Rechtspraak
In deze procedure gaat het om de vraag of werkgever - op grond van artikel 7:629 lid 3 sub d BW - gerechtigd was op 16 november 2007 de betaling van het aan werkneemster toekomende loon te staken, omdat werkneemster zonder deugdelijke grond geweigerd heeft mee te werken aan de door de bedrijfsarts van werkgever op 16 oktober 2007 voorgestelde maatregel om een zogenaamde fysiek activerende begeleiding op te starten voor werkneemster, dit ter bevordering van haar re-integratie. Van belang hierbij is dat werkgever had besloten voor deze begeleiding de therapeut X (hierna: X) in te schakelen. Werkneemster heeft haar medewerking aan de hiervoor genoemde begeleiding geweigerd a. omdat zij zich medisch gezien nog niet in staat voelde om een dergelijk traject te volgen en ook haar medische behandelaars een dergelijk traject niet zinvol achtten en b. omdat werkneemster geen vertrouwen had in X, aangezien hij een band met haar werkgeefster had.

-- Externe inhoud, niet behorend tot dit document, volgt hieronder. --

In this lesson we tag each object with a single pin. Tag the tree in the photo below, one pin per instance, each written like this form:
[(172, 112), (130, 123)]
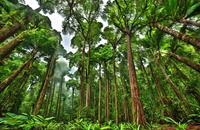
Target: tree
[(120, 14)]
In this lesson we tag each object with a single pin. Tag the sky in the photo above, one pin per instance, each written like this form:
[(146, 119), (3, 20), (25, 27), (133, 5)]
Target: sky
[(56, 23)]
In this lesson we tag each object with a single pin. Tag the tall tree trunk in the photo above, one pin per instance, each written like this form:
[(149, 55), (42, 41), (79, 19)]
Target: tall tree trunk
[(181, 36), (88, 89), (45, 84), (14, 74), (82, 82), (21, 88), (52, 96), (115, 88), (186, 61), (6, 50), (59, 99), (107, 93), (73, 98), (125, 100), (6, 31), (99, 102), (138, 112), (189, 22)]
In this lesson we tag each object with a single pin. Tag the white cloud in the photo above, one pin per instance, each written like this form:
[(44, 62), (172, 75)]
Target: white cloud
[(56, 20), (32, 3)]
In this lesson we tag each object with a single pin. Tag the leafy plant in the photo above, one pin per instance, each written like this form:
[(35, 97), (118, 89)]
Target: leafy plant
[(179, 126), (27, 122)]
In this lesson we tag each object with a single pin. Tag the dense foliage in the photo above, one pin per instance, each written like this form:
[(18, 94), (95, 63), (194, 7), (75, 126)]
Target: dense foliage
[(136, 65)]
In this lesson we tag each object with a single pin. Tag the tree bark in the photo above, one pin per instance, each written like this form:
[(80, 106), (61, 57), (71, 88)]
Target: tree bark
[(44, 87), (6, 50), (88, 89), (82, 69), (181, 36), (115, 89), (189, 22), (107, 93), (138, 112), (125, 101), (6, 31), (99, 102), (14, 74), (49, 113), (186, 61)]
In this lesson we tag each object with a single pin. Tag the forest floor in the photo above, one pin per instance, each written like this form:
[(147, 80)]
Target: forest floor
[(195, 126)]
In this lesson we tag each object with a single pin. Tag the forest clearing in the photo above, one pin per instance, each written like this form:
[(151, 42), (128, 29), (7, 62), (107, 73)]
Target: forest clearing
[(99, 65)]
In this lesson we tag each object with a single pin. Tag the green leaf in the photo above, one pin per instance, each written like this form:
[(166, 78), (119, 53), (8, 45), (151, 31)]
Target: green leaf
[(193, 10)]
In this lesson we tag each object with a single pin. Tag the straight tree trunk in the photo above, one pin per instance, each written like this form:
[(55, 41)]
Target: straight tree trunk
[(51, 102), (125, 101), (6, 31), (59, 99), (189, 22), (14, 74), (181, 36), (88, 89), (45, 84), (186, 61), (107, 93), (115, 89), (82, 70), (138, 112), (6, 50), (21, 88), (99, 101)]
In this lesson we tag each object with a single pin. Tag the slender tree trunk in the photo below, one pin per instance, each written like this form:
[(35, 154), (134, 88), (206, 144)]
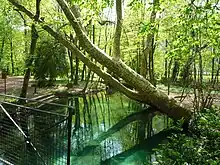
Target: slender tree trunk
[(70, 54), (142, 90), (175, 71), (76, 71), (118, 30), (213, 69), (34, 37), (148, 52), (12, 57), (2, 48), (83, 72)]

De kantonrechter heeft de vordering van werkneemster tot loondoorbetaling afgewezen.
Het hof oordeelt als volgt. Werkneemster heeft in deze procedure nagelaten een verklaring over te leggen van een deskundige van het UWV, waaruit blijkt dat zij op medische gronden verhinderd was om deel te nemen aan het hiervoor genoemde begeleidingstraject. Het gaat in dit geval echter om een kort geding procedure, waarin het, gelet op het spoedeisende karakter van een dergelijke maatregel, in beginsel niet verplicht is een dergelijke deskundigenverklaring over te leggen. Het hof verwijst naar de Memorie van toelichting (Kamerstukken II 1995-1996, 24 439, nr. 3, bladzijde 64-65) van de Wet uitbreiding loondoorbetalingsverplichting bij ziekte. Dit neemt niet weg dat werkneemster aannemelijk dient te maken dat zij niet in staat was de re-integratie aan te vangen zoals door werkgever voorgesteld. Het hof oordeelt dat werkneemster dit niet aannemelijk heeft kunnen maken. Ook de inschakeling van X kan in casu geen reden vormen niet mee te werken aan re-integratie. X staat niet in een gezagsverhouding tot werkgever en heeft in het verleden ook - zonder problemen - als therapeut gediend voor werkneemster. Ook de stelling van werkneemster dat werkgever niet als goed werkgeefster in de zin van artikel 7: 611 BW jegens haar zou hebben gehandeld faalt. Anders dan werkneemster heeft aangevoerd, heeft werkgever, mede gelet op de adviezen van de bedrijfsarts, voldoende rekening gehouden met de belangen van werkneemster, waaronder haar medische omstandigheden. Ook de inhoud van de tussen werkgever en werkneemster gewisselde correspondentie bevestigt dat de beslissing van werkgever om op 16 november 2007 de loonbetaling aan werkneemster te staken op zorgvuldige wijze en met inachtneming van een redelijke termijn is geschied. Hierbij geldt dat werkgever zelf ook gehouden was een actieve houding te betrachten met betrekking tot de re-integratie van werkneemster (artikel 7:658a BW).
Volgt bekrachtiging vonnis kantonrechter.